Daniel Sindhikara and Fumio Hirata of the Ritsumeikan University in Japan present a fast algorithm, based on the three-dimensional reference interaction site model (3D-RISM), for calculating the solvent distribution around solutes (J. Phys. Chem. B 117, 6718; 2013 – paper here). This is a wholly theoretical approach derived from the Ornstein-Zernicke equation. They say that it gives water positions and orientations that agree well with available experimental data, and demonstrate its use on HIV-1 protease.

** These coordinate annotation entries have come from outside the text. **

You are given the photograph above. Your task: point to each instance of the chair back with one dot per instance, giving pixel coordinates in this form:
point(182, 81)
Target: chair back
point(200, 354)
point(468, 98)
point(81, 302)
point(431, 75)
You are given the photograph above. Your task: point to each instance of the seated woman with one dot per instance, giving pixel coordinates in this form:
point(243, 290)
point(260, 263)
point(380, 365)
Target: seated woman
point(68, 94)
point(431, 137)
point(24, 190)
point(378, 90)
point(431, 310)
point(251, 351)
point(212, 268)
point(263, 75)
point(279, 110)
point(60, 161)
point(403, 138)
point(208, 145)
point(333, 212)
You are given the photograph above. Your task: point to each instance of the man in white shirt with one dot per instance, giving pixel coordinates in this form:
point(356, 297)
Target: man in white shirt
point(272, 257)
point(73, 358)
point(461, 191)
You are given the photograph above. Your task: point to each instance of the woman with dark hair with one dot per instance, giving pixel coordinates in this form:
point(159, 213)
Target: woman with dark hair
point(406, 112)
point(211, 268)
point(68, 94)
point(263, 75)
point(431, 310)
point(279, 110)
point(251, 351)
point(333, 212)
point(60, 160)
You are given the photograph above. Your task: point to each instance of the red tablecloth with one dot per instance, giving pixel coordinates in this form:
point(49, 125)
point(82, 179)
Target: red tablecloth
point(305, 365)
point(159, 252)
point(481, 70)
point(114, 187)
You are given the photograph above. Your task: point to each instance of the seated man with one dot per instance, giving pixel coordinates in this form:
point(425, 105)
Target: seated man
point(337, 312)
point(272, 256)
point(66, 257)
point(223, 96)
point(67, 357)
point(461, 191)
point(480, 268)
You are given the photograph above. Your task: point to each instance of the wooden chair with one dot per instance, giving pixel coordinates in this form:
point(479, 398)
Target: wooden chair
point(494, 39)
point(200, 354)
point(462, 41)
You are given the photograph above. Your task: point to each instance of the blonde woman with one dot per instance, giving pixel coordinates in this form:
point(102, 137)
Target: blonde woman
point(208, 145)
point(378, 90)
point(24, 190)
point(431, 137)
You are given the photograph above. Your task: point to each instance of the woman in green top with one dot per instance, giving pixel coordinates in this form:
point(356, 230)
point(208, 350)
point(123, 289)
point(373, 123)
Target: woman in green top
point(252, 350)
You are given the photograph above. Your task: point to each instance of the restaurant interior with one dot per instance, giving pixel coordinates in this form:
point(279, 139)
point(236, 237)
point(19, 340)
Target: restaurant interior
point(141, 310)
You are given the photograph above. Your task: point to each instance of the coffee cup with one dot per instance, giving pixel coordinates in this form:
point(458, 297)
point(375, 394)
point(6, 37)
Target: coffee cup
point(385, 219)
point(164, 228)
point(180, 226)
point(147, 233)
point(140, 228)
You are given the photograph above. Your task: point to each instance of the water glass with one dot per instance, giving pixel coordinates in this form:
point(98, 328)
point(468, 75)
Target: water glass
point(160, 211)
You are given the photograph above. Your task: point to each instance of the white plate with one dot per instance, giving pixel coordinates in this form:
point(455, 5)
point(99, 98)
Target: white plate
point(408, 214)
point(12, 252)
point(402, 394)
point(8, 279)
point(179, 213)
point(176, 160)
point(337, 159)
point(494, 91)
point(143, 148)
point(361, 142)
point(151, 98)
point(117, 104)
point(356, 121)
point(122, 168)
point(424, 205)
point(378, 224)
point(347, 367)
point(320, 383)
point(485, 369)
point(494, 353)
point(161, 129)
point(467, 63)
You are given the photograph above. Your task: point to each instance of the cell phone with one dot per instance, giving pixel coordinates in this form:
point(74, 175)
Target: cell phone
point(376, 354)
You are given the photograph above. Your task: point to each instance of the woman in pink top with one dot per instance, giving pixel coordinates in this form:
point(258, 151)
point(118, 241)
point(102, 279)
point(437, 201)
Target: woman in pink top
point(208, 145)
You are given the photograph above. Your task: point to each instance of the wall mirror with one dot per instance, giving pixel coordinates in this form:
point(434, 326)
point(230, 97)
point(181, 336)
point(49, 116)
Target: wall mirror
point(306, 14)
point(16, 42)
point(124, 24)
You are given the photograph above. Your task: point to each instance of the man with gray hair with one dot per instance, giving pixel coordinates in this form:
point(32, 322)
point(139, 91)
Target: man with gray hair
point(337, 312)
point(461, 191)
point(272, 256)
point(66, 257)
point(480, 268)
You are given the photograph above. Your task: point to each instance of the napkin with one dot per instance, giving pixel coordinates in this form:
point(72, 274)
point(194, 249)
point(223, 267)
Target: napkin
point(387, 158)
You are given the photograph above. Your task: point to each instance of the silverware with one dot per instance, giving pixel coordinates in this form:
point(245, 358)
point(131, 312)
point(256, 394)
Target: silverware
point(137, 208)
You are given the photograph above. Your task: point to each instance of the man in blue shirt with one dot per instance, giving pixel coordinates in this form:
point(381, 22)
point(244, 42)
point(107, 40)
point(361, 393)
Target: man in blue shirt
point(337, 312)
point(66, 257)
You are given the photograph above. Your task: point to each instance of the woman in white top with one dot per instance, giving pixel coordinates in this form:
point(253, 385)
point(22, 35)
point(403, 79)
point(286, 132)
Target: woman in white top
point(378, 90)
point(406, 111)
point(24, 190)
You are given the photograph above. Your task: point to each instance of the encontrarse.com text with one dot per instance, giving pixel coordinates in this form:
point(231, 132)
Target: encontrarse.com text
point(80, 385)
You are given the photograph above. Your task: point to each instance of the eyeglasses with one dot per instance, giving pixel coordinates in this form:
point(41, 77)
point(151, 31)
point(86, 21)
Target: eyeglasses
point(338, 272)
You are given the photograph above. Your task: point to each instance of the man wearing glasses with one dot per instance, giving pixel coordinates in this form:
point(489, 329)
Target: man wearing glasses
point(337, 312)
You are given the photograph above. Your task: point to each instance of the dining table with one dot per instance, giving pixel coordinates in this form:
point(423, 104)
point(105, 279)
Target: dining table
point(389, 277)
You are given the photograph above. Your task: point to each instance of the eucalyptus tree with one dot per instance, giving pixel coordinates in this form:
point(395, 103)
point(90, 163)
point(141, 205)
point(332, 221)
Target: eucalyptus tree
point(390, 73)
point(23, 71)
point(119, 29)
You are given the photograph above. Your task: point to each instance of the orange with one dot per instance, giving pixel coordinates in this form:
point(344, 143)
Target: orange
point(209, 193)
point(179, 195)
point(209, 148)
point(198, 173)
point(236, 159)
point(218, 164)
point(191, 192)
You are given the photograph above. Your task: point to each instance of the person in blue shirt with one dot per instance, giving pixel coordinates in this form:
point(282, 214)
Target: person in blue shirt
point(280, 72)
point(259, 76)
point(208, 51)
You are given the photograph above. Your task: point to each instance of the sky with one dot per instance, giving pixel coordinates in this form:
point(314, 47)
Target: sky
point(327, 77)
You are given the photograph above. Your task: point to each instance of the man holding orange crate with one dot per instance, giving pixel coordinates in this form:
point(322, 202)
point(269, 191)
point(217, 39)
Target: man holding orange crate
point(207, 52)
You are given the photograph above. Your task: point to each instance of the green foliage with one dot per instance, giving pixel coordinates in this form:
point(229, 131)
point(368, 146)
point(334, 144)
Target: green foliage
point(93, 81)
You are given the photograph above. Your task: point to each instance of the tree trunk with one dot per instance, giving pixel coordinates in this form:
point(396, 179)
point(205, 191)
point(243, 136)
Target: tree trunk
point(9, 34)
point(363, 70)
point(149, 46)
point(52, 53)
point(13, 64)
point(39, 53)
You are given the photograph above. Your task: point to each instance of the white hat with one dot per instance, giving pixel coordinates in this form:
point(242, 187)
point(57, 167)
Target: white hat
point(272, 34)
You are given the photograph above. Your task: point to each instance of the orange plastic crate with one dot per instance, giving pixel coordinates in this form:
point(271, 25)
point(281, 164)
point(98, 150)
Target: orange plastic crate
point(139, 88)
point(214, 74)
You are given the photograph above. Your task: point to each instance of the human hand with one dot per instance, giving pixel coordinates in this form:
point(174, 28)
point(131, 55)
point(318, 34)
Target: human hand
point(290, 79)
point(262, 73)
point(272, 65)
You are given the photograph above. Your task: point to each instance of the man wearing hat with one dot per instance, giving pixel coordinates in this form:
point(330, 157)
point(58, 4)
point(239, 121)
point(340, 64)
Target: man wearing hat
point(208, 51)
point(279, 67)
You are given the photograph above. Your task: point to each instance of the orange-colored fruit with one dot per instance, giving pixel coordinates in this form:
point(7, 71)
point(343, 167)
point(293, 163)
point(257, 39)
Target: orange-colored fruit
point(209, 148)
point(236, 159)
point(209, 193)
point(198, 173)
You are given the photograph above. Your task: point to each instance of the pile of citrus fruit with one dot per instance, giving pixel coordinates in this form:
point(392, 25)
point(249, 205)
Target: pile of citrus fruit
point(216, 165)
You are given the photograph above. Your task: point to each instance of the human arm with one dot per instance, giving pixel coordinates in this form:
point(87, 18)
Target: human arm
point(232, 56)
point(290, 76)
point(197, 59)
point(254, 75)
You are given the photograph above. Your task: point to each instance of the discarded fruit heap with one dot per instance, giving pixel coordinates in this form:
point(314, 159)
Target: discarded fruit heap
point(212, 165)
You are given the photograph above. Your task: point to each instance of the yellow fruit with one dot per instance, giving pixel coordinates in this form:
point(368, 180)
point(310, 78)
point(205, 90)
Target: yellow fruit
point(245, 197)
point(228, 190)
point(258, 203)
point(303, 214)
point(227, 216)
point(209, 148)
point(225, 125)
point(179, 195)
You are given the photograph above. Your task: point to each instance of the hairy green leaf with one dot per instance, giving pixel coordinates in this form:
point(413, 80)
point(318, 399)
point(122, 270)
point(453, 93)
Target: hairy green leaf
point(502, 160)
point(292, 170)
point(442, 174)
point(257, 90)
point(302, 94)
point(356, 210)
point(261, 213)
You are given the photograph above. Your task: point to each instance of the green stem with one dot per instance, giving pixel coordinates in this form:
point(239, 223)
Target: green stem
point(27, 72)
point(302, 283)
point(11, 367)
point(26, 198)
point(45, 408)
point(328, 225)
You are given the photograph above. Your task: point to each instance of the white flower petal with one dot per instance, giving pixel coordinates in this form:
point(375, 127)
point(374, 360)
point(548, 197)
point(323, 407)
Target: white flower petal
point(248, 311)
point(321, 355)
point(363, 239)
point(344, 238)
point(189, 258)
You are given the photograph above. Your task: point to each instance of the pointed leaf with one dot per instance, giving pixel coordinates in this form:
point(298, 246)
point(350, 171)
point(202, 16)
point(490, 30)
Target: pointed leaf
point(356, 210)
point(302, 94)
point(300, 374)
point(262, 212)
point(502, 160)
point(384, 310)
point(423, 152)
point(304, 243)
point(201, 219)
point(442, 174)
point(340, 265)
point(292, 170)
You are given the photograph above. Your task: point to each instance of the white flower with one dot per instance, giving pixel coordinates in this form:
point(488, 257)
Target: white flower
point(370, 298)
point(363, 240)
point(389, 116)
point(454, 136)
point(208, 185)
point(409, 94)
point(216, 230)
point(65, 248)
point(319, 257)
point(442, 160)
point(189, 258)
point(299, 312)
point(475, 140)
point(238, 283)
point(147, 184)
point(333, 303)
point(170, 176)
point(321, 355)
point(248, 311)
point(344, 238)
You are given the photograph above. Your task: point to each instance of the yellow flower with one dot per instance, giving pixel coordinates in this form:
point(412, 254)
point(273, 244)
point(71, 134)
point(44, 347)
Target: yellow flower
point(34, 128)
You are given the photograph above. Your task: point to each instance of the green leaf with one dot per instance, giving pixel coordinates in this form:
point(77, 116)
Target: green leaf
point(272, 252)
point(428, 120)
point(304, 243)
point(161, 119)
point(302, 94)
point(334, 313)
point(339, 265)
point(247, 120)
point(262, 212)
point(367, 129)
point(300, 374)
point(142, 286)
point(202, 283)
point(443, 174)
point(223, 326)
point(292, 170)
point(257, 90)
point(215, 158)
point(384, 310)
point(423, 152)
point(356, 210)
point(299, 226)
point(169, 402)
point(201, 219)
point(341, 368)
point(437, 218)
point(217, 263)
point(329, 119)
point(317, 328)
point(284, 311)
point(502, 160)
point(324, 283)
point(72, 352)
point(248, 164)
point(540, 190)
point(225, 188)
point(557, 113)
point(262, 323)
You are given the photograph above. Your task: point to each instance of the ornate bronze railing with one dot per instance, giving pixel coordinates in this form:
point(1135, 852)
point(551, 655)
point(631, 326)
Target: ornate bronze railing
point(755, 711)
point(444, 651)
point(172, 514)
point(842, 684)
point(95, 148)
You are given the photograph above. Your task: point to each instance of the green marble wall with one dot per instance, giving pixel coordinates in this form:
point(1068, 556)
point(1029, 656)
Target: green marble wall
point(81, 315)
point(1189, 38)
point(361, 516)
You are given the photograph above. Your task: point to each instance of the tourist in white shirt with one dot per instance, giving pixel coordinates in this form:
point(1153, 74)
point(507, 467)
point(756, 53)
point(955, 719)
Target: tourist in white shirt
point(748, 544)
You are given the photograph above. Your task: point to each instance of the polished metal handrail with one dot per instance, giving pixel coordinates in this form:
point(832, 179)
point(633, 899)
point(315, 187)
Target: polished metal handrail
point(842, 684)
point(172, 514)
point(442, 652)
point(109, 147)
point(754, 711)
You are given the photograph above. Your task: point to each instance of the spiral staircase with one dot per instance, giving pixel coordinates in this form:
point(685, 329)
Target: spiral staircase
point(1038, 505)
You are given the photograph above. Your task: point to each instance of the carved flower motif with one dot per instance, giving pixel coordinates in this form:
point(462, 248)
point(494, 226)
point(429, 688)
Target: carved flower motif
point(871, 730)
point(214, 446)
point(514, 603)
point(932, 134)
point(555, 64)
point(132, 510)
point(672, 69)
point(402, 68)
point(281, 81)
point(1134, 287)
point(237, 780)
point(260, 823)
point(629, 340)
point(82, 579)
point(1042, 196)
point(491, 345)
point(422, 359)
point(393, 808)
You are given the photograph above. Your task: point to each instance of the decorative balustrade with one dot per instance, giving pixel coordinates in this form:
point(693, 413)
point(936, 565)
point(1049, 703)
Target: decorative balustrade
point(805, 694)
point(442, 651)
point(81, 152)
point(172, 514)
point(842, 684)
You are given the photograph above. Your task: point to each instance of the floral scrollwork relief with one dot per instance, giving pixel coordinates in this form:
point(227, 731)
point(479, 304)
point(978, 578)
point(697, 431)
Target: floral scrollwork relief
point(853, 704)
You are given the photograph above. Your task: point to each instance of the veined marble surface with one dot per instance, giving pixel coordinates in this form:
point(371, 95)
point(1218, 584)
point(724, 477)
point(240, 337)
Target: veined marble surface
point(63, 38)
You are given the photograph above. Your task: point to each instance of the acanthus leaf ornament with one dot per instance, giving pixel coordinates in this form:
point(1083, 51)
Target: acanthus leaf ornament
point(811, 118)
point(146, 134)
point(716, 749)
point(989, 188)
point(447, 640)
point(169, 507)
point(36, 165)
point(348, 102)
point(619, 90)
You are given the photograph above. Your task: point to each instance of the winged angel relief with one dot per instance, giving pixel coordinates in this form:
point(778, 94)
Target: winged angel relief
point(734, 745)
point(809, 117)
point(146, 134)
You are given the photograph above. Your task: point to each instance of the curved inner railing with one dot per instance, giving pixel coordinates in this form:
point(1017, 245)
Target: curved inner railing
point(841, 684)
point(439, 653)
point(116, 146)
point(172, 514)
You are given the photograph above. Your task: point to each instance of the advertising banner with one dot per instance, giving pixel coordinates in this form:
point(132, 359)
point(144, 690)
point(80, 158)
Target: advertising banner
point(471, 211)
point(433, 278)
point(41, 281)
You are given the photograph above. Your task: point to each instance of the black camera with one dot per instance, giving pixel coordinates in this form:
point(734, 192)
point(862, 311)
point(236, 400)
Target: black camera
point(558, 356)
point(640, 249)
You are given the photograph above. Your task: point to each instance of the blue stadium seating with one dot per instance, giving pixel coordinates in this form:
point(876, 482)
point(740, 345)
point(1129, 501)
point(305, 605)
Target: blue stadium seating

Paul Ben Ishai at the Hebrew University of Jerusalem and colleagues have used quasielastic neutron scattering to look at salt effects on water dynamics (J. Phys. Chem. B 117, 7724; 2013 – paper here). They find that water diffusion is slower than in pure water, on average, in NaCl solution, but faster in KCl. They interpret the result in terms of structure-making and –breaking, saying that the disruption of the hydrogen-bonding network by potassium ions accounts for its apparent ‘lubricating’ effect.

The hydration state of arginine side chains can be deduced from its UV resonance-enhanced Raman spectrum, according to Sanford Asher at Pittsburgh and colleagues (Z. Hong et al., J. Phys. Chem. B 117, 7145; 2013 – paper here). Their density-functional calculations show that a particular vibration of this residue is sensitive to hydration. They use this signal to characterize differing degrees of hydration of Arg in two polyAla model peptides.